Earlier the court was told the $1 million was for work Ms Bednova had been doing to explore mineral opportunities for Mineralogy in Kyrgyzstan.
Mr Palmer became angry at that point, saying it wasn't Queensland Nickel's money, the questions were not about its affairs, and demanded his lawyer to object, but Registrar Murray Belcher allowed the questions.
Asked again why he paid such a large amount of money for Ms Bednova's private flight, Mr Palmer said it was about keeping workers safe, as Kyrgyzstan's national airline had just one plane, and that ended up crashing killing more than 100 people.

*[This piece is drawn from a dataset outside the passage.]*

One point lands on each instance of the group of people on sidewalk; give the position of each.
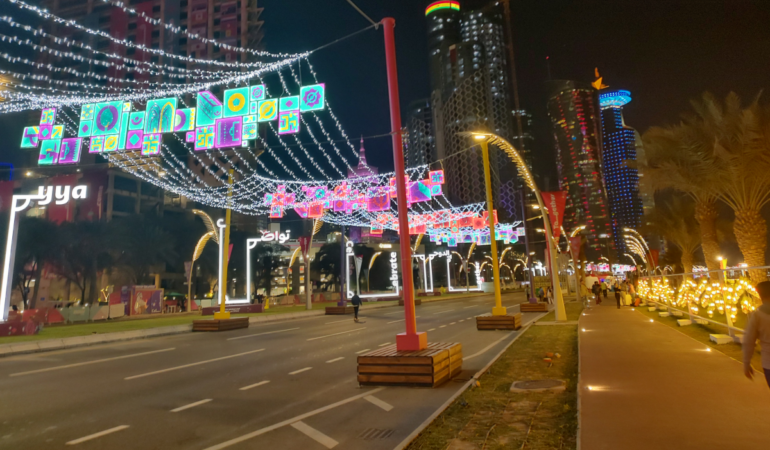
(623, 290)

Mr Palmer held press conferences on his way into and out of court on Friday.
On the way in, he said nickel refinery workers in Townsville should be thankful to him for buying the troubled plant in 2009, and giving them seven extra years of employment before they lost their jobs last year.
On the way out, when reporters asked about the nature of his relationship with Ms Bednova, he said: "I don't have one."
"She was our representative in Kyrgyzstan ... I don't get any of these questions of whether I've got a homosexual relationship with a member of our staff anywhere."
Mr Palmer's wife Anna, also gave evidence on Thursday, about a deal she authorised that lumbered the ailing nickel company with $135 million worth of new debt, five days before it went into administration.